Enquanto 70% dos servidores públicos cumprem seu trabalho com dedicação e recebe até 5 mil reais por mês, uma minoria se beneficia de penduricalhos, um “jeitinho” remuneratório que empurra seus vencimentos para muito além do teto constitucional.
Esses acréscimos — muitas vezes criados para driblar limites legais — distorcem o espírito da Constituição, ampliam desigualdades e aumentam o custo do Estado sem transparência.
O resultado é conhecido: salários que ultrapassam o teto benefícios acumulados sem justificativa gastos que não chegam à população descrédito nas instituições
É hora de colocar um fim nisso!
O deputado Chico Alencar apresentou, em 2024, o projeto de lei 4077 que proíbe penduricalhos que ultrapassem o teto constitucional, fechando as portas para manobras que distorcem a remuneração no serviço público.
O objetivo é simples: salário é salário — e deve respeitar o teto.
Mas a mudança depende de pressão social. Apoie o projeto. Compartilhe a campanha. Mostre que o Brasil não aceita mais privilégios escondidos atrás de brechas legais.
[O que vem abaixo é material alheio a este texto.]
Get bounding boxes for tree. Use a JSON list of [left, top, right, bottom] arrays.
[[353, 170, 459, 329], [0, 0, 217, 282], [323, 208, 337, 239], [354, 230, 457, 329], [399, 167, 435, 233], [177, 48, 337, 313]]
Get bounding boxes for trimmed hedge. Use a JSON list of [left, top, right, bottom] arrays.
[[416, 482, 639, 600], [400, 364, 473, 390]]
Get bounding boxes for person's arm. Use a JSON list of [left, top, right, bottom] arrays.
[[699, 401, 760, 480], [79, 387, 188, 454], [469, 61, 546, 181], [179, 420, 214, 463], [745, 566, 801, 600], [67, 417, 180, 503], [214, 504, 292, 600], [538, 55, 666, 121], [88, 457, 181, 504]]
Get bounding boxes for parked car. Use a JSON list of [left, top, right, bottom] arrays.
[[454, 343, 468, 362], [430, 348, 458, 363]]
Chega de penduricalhos. O teto é para valer!
Antes de viajar para a Índia, na última quarta (18), o presidente Lula vetou os “penduricalhos” que aumentavam acima do teto constitucional os salários de alguns funcionários do Legislativo.
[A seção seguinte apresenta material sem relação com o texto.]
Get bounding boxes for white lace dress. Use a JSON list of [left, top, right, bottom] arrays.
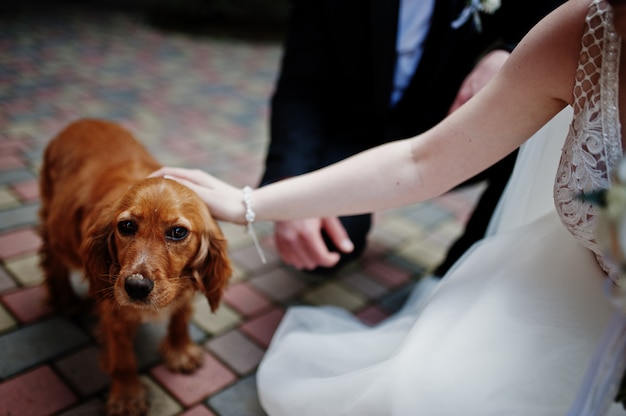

Agora cabe ao Congresso analisar os vetos. A Federação PSOL-REDE votará pela sua manutenção, como já havíamos nos manifestado quando da aprovação da lei, com um destaque supressivo que o plenário, com maioria de #InimigosdoPovo, desconsiderou.
Caso os vetos sejam derrubados, os PL 6070/2025 e 179/2026 permitem vencimentos próximos a até 80 mil reais, expondo o descolamento de grande parte dos parlamentares com a realidade da maioria da população, que enfrenta dificuldades para acessar serviços públicos básicos.
Além disso, pesa contra o projeto a decisão do ministro Flávio Dino, do STF, que suspendeu os “penduricalhos” pagos aos servidores do Executivo, do Legislativo e do Judiciário. Essa determinação esvazia juridicamente a proposta e reforça a necessidade de barrá-la.
O presidente Lula fez certo em vetar. Conta com o nosso apoio!